Ela sabia ler nas entrelinhas. — Não deixes que te apaguem, Mariana. Tu és forte.
Mas havia dias em que não me sentia nada forte. Havia dias em que me apetecia fazer as malas e fugir dali para sempre.
Uma noite, depois de mais uma discussão sobre o modo “correto” de dobrar os lençóis, fechei-me na casa de banho e chorei baixinho. O Rui bateu à porta.
— Mariana… abre, por favor.
Abri a porta devagarinho. Ele abraçou-me com força.
— Não aguento mais isto — sussurrei-lhe ao ouvido. — Ou encontramos uma solução ou eu vou embora.
Ele ficou calado durante uns segundos eternos. — Amanhã vou falar com ela. Prometo.
Na manhã seguinte, ouvi-os na cozinha. A voz dele era firme:
— Mãe, tens de perceber que a Mariana é minha mulher. Se continuas assim, vamos ter de sair daqui antes do previsto.
Houve um silêncio pesado antes da resposta dela:
— Achas que é fácil para mim? Sempre fui só eu e tu nesta casa! Agora tenho de partilhar tudo… até ti!
Senti uma pontada de compaixão pela Dona Teresa. Pela primeira vez vi-a como uma mulher sozinha, agarrada às rotinas porque tinha medo de perder o filho para outra mulher.
Nesse dia tentei conversar com ela. Sentei-me à mesa da cozinha enquanto ela descascava batatas.
— Dona Teresa… sei que não sou perfeita e que faço as coisas de maneira diferente da sua. Mas queria muito que nos déssemos bem. O Rui precisa disso… e eu também.
Ela não respondeu logo. Continuou a descascar batatas com movimentos mecânicos.
— Eu sei que sou difícil — disse ela por fim, sem me olhar nos olhos. — Mas também não é fácil ver o meu filho crescer e deixar de ser só meu.
Ficámos ali sentadas em silêncio durante uns minutos longos demais para serem confortáveis. Mas naquele silêncio nasceu qualquer coisa nova: uma trégua frágil, talvez até um princípio de entendimento.
Os dias seguintes foram menos tensos. Começámos a dividir tarefas sem tantas críticas; até cozinhámos juntas uma ou outra vez, cada uma à sua maneira. Não éramos amigas, mas já não éramos inimigas declaradas.
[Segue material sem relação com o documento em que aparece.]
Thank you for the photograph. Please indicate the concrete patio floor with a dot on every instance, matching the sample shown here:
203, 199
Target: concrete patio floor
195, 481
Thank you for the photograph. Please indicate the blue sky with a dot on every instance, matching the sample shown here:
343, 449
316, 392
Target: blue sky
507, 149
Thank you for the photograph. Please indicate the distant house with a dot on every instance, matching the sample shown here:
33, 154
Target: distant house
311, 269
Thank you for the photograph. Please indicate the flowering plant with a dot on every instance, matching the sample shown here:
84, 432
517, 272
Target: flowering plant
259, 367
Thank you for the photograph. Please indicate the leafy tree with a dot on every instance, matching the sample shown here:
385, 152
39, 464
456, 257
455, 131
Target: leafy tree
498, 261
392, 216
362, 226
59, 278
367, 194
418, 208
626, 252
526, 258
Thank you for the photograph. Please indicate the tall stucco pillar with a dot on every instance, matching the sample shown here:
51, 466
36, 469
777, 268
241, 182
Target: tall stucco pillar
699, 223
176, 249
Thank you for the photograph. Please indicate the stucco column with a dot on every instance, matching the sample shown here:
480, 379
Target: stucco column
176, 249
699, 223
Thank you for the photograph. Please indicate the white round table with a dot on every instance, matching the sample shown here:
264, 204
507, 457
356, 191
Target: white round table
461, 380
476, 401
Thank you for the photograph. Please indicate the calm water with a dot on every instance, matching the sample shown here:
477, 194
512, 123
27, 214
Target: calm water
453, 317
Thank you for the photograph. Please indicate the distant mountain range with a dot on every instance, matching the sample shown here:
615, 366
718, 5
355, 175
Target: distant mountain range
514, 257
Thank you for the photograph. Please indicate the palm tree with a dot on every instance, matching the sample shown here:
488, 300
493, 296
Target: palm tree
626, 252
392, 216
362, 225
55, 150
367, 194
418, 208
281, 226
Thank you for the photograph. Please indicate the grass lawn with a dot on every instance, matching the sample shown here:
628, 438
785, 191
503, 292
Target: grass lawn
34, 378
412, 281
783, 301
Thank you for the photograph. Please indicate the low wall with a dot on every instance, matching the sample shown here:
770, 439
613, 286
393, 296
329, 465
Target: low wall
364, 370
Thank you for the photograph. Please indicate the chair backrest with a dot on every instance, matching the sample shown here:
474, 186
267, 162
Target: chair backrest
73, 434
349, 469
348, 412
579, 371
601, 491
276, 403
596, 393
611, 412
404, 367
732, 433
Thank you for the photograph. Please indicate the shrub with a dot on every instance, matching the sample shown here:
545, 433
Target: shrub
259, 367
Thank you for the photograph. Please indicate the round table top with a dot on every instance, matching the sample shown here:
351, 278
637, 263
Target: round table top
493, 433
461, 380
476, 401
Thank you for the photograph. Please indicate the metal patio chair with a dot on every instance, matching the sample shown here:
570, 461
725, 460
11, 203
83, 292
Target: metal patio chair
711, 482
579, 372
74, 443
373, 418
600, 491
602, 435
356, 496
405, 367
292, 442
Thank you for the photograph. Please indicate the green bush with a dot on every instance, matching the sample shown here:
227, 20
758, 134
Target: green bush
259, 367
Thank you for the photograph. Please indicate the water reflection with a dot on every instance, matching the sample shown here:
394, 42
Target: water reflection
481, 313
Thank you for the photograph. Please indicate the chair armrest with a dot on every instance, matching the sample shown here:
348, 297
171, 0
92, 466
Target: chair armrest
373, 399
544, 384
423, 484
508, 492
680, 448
O Rui arranjou um segundo emprego e começámos finalmente a ver a conta-poupança crescer. Falávamos cada vez mais sobre o nosso futuro fora dali: um apartamento pequeno mas só nosso, onde pudéssemos errar à vontade sem sermos julgados.
No último jantar antes de sairmos daquela casa, a Dona Teresa fez arroz à moda dela e pediu-me para ajudar. Sorri-lhe e aceitei sem hesitar.
Quando fechámos a porta atrás de nós pela última vez, senti um alívio imenso mas também uma pontinha de saudade inesperada. Afinal, foi ali que aprendi tanto sobre mim mesma e sobre o amor: que às vezes é preciso lutar por ele até dentro da própria família.
Agora pergunto-me: quantos casais sobrevivem ao teste de viver sob o mesmo teto dos sogros? E será que aprendemos realmente alguma coisa sobre nós próprios quando somos postos à prova assim?